A few years ago I wrote a newspaper story on a fellow, a seasoned sailor, who was planning to sail at least partway around the world. His “sailboat” (the small yacht type) was anchored in the Harbourfront area of Toronto Harbour. I made an appointment to interview him for the story and met him on his boat. When I arrived he was swabbing the deck.
I told him I was also going to ask a few extra questions for background information for a novel I was writing. He gave me the boat tour – it is amazing what can be packed into the small enclosed area below – everything from a small kitchen to a bathroom to a place to sleep. He was very informative but he did not take me out on Lake Ontario. So, I had to go back a few years when my son, still a child, and I went sailing with my friend and her boyfriend – for the feel of it, to remember you always wear a life jacket when on a sailboat, to how the winds affect the sailing, to falling into the water. No, I (who can’t swim) didn’t fall in, but my friend, a good swimmer did. She was okay with her life jacket on and just laughed about it as she swam the short distance back to the boat and climbed back aboard.
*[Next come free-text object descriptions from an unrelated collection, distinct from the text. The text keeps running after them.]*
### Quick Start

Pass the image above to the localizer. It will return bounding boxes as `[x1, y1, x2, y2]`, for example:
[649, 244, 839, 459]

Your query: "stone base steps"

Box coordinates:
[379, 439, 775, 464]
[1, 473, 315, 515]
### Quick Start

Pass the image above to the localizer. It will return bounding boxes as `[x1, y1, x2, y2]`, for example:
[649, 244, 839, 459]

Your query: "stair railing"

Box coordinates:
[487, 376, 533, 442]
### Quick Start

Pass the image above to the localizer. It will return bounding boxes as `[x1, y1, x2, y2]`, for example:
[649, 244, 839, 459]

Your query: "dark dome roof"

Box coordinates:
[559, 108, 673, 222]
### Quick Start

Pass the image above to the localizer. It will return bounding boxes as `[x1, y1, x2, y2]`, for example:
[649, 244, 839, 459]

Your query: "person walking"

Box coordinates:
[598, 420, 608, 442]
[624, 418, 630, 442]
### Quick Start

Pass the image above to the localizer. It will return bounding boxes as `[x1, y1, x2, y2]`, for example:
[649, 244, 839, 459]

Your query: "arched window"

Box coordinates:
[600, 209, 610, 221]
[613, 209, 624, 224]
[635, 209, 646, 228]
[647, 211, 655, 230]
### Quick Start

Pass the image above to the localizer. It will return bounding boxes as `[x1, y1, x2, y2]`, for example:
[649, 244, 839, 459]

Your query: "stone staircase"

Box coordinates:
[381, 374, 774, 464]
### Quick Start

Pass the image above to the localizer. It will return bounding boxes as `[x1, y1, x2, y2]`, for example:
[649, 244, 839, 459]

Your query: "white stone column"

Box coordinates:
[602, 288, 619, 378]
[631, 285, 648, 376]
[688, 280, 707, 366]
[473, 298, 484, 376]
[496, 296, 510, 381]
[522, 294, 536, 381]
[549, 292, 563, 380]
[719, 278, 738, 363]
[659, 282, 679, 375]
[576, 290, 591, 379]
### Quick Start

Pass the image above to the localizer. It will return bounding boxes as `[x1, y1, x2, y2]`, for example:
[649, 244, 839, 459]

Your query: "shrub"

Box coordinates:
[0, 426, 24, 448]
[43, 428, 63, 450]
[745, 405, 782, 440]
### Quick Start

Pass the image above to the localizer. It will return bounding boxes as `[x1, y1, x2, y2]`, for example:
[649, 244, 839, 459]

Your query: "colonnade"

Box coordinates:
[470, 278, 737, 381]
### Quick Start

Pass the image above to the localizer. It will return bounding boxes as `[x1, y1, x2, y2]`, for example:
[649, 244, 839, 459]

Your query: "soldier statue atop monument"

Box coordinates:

But it gave me information for Beyond Blood although no one falls in the water.
So when Dana first goes out on the water with Fielding, I work it in as a friendly lesson while avoiding making it an expository or Sailing 101. Here is a short excerpt:
“Here put on a life jacket.” He handed me one which I donned. Fielding put on the other one and shoved the cooler under the floor. “Please sit down while I hoist the sail.”
” Need any help?”
“No.” He looked into my face. “Fine, but you have to obey orders if you want to crew.”
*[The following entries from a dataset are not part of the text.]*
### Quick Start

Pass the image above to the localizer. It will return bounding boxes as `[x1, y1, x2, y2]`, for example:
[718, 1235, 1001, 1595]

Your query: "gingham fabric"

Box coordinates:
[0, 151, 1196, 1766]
“Aye, aye sir.” I saluted,
Fielding moved away and moved into what resembled a cockpit, lowered the centreboard and removed the tarp, exposing two sails.”
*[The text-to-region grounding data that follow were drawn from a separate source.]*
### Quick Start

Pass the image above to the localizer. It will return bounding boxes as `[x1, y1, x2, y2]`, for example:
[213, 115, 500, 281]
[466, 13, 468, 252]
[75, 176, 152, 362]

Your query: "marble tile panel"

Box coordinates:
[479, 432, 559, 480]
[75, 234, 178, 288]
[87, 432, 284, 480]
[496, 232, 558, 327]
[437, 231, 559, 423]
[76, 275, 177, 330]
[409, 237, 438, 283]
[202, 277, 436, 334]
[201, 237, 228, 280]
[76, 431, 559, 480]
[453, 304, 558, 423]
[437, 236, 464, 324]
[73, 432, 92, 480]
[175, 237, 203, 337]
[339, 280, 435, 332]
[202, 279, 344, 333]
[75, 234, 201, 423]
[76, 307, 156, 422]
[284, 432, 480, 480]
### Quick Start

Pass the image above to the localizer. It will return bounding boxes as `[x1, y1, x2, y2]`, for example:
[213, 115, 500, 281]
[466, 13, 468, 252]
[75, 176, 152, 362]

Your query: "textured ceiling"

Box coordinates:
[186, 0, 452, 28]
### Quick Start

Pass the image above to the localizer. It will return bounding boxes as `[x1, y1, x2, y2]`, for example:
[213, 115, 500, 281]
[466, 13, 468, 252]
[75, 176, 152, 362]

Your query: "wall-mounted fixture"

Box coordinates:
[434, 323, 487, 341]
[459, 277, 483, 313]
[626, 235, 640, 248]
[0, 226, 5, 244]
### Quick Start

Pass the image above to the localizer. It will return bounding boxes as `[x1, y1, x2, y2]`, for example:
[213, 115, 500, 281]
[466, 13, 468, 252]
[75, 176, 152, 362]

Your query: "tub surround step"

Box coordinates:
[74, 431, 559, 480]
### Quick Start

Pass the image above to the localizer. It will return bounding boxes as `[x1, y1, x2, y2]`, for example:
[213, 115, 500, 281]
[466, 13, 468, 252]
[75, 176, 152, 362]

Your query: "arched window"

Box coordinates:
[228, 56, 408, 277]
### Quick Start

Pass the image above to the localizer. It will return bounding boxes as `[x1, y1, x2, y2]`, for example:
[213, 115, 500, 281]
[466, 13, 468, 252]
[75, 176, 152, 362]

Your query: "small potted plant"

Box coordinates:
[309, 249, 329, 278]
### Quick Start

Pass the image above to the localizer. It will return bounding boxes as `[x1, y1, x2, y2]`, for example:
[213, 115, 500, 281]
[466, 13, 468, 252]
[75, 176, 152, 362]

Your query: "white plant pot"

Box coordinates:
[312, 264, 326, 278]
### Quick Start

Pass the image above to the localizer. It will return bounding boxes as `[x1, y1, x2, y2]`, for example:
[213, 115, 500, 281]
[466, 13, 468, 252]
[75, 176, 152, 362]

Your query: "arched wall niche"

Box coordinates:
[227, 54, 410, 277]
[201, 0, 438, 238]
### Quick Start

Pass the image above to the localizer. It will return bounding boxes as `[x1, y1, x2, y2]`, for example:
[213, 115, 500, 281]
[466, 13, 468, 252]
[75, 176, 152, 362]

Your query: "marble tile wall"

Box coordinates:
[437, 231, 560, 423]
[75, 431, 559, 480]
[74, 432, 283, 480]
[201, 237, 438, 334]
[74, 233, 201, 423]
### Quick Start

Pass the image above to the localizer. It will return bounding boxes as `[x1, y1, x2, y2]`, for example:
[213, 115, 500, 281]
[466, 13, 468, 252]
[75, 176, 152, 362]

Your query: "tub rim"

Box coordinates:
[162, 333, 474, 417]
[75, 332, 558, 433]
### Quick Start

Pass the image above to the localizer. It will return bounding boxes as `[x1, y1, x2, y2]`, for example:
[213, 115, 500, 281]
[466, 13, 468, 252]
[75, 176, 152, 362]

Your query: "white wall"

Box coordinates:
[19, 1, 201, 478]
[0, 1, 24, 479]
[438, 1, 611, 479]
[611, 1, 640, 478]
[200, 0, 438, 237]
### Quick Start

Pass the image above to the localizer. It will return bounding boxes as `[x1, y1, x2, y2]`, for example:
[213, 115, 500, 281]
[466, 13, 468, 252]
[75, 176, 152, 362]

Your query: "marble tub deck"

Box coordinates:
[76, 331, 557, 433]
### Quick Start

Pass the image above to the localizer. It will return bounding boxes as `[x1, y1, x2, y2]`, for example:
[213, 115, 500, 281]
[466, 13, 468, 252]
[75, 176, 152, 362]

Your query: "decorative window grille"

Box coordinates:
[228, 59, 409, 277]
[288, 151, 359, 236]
“Here, store the tier below deck.”
Fielding pointed to where the cooler rested. Taking hold of the tier, I folded it and placed it below deck.
“Maybe I’ll just watch this time.” I sat down on one of the benches. (From Beyond Blood, copyright Sharon A. Crawford, 2014, Blue Denim Press)
Dana does help more a bit later. The whole chapter is not about learning to sail as Fielding and Dana also use the time to find out more about each other until…
Well, I’m not going to say what happens or how this chapter ends.You’ll have to read Beyond Blood to find out. Click on the book cover at the top to find out one of the places the book is available. For now, I’ll just say that later in the novel, Dana has to use her sailing knowledge to try to save a family member. So, the first sailing episode was not just a respite from all the murder and mayhem, but also served a purpose – showing how Dana learns something about sailing so that when she has to use it in a life-threatening situation, it is not a skill pulled out of air with a quick explanation such as “I (Dana) learned to swim a few years ago” tacked on to it.
That is something else to remember. You may have more leeway in a novel to go off on so-called tangents, but make sure they have something to do with character development and plot – especially in mystery novels.